Hi - came across the site and thought before spending my cash on a tt thought it wise to ask a few opinions online....

Have been looking around and am interested in a silver or black 225 - old shape. I presume this is the one to go for as the 3.2 is not a massive amount more powerful and the 180 being less powered??? Plus the twin exhaust looks good.
Any things to be aware of when buying ?

I want to get one with 60k ish on the clock as the budget is around £6k - do you think this is realistic for mileage?

Also keen on the RS4 alloys 18" - did these come as standard on cars after 2002? does anyone know a rough cost of buying the wheels separate?? - Are there any suspension changes from say 2000 - 2005 or are all tts specked with the same?

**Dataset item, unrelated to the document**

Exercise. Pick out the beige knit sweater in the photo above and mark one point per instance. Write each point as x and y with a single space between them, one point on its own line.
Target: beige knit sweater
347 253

Interior - I have seen a couple of models with the white looking seats and think looks nice compared to the black - is it easy to replace the standard seats with some alternates? Expensive??
Example below....
Any info much appreciated


----------



## Ikon66 (Sep 12, 2003)

hi rixer and welcome to the forum

think £6k may be a little short for a 60k 2002+ at the moment although possibly not too far away yet

2002 > got the 18" RS4 alloys as standard afaik and the lower suspension - genuine old style RS4s come up in the FS section quite often - from audi you would be looking at £400+ per wheel

lots of good aftermarket styles available - love the vortex ones personally

silver leather came with the S line models in 2002 and then others 2003 >

a good look through the mk1 section and the search function will help you get a good car

keep looking in the FS or place a post in the Wanted section - plenty of mk1s around at the moment

good luck - keep us up to date


----------



## YELLOW_TT (Feb 25, 2004)

Welcome check that the cam belt\water pump etc have been changed 
Once you get your TT you will be wanting to join the TTOC www.ttoc.co.uk


----------



## Wallsendmag (Feb 12, 2004)

Welcome to the forum


----------



## malstt (Apr 18, 2007)

Welcome , keep an eye on the for sale section on here , plenty nice tt's in there 8)


----------



## T3RBO (Dec 9, 2003)

Welcome to the forum


----------



## jammyd (Oct 11, 2008)

Welcome to the Forum


----------



## KammyTT (Jun 28, 2006)

i thought the upgrades came on the 2003 TT.

your budget is a tad low but will still get you a 2000 plate.

welcome.


----------



## Wallsendmag (Feb 12, 2004)

Upgrades were on the 2003 model year -mid 2002 , silver leather is soooooooo nice.


----------